Of course, it takes time to find your people at Penn, and for many that’s a journey that can last for months or beyond freshman year. In the meantime, while you’re trying to find your place at Penn, you can always take solace in speaking with  your home friends, who are almost certainly grappling with the same challenges that you are and would love to hear how you’re doing. 

And on that point: Although you’re certainly going to have a lot on your plate with adapting to college life, you won’t know if your friends at other schools are struggling or not unless you reach out and ask them. Friendship is a two way street, and if you expect your old friends to support you and be involved in your life long term, you need to do the same for them. A text or phone call from you out of the blue could be just the thing to brighten their day, and then they’re more likely to return the favor for you when you’ve hit a rough patch at school. 

This is not to say that you should devote all of your time to your old friends to the detriment of making new ones. Although it’s good and comforting to stay in touch, Penn will ultimately not feel like home until you find a person or a group of people on campus who you can count on to have your back. 

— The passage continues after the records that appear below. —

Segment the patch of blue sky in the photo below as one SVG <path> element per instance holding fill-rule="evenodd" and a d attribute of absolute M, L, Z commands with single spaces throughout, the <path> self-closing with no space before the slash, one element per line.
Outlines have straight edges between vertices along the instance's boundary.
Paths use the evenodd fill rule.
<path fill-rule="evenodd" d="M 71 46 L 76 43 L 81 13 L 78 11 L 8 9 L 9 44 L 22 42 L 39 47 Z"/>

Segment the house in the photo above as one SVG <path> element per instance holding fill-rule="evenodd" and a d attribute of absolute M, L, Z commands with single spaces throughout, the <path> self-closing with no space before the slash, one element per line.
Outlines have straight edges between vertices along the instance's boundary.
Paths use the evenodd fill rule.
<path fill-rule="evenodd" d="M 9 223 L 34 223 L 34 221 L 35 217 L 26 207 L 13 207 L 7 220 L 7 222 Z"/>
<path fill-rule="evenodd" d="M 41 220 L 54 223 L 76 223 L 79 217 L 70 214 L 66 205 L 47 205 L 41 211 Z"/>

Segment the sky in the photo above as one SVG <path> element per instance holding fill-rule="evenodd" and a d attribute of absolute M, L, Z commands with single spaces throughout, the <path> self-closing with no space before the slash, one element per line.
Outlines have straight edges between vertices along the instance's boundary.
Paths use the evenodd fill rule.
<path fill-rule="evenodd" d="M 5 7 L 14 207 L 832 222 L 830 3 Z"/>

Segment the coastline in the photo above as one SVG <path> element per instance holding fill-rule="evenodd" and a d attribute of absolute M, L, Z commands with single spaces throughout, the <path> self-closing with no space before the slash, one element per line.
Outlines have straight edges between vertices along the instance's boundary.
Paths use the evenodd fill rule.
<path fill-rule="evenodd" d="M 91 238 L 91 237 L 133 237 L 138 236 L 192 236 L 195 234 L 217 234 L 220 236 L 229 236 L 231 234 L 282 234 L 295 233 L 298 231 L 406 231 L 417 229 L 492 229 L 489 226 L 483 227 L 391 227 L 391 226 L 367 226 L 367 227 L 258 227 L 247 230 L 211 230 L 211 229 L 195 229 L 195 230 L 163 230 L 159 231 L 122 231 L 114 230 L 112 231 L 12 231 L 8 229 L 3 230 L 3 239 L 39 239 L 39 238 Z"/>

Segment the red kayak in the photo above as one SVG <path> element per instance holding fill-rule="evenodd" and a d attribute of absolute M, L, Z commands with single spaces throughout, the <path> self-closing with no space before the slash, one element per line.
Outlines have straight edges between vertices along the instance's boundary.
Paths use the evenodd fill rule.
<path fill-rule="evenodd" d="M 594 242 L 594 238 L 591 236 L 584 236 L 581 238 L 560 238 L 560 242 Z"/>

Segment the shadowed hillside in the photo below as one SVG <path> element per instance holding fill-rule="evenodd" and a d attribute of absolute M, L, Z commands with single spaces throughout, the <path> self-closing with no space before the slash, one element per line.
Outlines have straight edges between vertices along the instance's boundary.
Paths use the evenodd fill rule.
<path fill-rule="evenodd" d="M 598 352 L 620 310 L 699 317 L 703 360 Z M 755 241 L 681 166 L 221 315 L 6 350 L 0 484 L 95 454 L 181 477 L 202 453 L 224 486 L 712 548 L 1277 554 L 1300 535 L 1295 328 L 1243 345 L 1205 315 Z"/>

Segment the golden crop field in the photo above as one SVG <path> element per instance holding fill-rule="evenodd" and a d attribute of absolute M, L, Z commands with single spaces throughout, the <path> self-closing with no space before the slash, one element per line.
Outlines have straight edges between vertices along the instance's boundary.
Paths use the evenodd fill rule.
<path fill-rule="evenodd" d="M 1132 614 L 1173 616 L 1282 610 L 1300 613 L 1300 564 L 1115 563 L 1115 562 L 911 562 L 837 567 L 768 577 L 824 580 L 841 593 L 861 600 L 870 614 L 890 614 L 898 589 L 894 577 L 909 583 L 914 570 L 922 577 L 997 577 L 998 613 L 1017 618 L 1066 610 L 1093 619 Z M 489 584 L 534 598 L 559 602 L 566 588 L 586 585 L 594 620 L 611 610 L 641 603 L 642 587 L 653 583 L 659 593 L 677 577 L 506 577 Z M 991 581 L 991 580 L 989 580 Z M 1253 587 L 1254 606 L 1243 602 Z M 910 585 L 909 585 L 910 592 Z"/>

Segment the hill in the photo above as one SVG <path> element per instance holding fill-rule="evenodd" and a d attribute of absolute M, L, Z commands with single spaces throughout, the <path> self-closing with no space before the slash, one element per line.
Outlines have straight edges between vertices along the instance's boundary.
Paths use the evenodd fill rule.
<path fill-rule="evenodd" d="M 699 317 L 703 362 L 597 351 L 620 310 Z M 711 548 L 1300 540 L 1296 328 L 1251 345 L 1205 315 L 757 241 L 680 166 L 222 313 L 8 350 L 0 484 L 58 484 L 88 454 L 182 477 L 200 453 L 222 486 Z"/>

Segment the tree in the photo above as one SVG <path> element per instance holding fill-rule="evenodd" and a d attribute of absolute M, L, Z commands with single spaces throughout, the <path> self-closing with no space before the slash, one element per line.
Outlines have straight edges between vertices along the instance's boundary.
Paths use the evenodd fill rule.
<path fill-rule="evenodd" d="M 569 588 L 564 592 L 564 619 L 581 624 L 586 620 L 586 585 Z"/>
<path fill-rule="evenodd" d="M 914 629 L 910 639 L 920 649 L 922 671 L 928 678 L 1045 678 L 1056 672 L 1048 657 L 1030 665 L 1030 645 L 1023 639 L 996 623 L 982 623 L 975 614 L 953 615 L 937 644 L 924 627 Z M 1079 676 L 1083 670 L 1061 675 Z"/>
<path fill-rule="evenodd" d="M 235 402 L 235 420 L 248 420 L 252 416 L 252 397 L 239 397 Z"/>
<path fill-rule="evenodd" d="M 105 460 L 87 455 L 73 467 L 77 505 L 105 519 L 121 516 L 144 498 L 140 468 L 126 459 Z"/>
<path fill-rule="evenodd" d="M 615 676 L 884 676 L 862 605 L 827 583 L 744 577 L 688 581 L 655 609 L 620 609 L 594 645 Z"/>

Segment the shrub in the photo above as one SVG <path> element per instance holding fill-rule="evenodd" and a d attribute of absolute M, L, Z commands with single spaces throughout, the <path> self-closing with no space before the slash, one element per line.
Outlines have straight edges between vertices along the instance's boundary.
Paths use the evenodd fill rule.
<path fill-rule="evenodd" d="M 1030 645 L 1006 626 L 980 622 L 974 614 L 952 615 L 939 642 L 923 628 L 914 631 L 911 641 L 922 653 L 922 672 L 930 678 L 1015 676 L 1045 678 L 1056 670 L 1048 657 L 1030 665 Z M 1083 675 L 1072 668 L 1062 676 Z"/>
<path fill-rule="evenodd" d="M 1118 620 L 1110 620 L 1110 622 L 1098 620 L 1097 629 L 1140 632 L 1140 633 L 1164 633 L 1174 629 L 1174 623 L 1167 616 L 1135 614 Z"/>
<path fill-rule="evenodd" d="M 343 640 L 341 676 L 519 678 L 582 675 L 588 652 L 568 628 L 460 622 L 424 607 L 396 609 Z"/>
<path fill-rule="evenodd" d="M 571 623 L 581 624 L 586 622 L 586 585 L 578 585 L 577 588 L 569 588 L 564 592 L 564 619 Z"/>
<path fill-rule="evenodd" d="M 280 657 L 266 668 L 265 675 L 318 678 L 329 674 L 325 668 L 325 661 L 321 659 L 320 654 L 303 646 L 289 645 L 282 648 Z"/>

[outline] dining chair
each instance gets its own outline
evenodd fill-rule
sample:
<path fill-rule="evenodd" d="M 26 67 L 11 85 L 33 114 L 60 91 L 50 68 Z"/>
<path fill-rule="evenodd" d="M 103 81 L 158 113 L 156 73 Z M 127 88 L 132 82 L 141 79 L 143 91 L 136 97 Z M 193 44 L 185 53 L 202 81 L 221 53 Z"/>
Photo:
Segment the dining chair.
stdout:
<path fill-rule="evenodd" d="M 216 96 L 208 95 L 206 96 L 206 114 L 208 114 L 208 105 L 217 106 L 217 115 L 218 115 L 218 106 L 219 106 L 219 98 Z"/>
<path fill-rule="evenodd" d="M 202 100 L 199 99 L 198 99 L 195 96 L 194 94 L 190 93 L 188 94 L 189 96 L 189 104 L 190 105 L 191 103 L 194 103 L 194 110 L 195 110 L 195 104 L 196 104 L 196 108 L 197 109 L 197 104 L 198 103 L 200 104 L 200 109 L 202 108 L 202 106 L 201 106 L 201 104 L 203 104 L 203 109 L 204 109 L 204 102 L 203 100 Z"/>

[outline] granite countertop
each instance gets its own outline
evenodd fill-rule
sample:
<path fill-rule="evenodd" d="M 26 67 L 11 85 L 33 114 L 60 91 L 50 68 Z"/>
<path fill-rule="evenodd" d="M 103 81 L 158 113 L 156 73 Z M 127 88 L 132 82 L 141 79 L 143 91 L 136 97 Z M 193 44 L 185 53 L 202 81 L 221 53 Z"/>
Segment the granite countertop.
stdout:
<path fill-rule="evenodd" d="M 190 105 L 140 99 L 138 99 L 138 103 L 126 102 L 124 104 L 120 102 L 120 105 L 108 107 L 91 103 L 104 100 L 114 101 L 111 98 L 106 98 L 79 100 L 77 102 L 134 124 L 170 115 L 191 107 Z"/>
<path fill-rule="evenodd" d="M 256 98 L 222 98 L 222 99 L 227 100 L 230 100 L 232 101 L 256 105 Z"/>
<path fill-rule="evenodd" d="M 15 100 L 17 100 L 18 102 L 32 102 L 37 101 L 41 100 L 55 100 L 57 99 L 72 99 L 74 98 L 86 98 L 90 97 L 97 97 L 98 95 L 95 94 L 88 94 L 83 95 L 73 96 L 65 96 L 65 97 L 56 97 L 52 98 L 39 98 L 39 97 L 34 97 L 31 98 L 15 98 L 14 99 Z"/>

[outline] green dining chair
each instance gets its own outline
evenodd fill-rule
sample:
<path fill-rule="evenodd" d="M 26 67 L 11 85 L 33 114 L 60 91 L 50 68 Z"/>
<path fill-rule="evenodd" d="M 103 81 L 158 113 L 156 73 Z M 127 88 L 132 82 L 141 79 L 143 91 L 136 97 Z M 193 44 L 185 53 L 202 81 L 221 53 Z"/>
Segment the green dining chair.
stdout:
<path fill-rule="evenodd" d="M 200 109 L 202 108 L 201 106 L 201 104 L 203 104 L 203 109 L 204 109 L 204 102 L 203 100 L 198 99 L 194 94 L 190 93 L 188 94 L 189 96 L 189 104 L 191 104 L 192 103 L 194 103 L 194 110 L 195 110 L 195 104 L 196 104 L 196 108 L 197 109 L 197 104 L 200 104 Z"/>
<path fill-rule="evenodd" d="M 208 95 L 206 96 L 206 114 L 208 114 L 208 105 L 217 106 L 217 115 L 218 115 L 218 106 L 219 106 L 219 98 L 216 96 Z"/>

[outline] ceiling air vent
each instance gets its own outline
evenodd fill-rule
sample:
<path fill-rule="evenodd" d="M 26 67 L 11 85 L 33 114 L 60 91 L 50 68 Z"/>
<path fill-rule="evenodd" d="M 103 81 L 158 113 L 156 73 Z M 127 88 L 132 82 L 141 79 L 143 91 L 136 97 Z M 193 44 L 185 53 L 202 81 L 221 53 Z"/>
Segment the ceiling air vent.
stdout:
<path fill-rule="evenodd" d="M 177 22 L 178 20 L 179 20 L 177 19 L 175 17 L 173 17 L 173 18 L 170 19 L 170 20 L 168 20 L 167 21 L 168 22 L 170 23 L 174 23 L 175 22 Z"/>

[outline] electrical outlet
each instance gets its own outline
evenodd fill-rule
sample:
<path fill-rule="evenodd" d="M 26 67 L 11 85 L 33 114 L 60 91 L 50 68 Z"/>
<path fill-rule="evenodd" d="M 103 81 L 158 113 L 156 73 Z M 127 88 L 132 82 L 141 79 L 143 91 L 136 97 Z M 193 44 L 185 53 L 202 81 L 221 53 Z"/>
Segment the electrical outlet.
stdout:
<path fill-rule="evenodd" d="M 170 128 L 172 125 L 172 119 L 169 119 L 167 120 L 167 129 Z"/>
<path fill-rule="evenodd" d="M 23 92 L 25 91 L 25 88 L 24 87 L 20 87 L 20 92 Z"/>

Starting college is a daunting experience, but it is especially so at Penn. The “work hard, play hard” culture of this university is not very healthy and it is not very easy to get used to. Carving out friendships and a sense of home in the midst of that can be incredibly challenging. Having someone who is outside of the Penn bubble to vent to is invaluable, and will help keep you sane throughout all the crazy shenanigans that you’ll get into at this school. 

In spite of this campus’ sometimes toxic culture, you will almost certainly make lifelong friends here. Just make sure that you don’t forget the lifelong friends that you already have.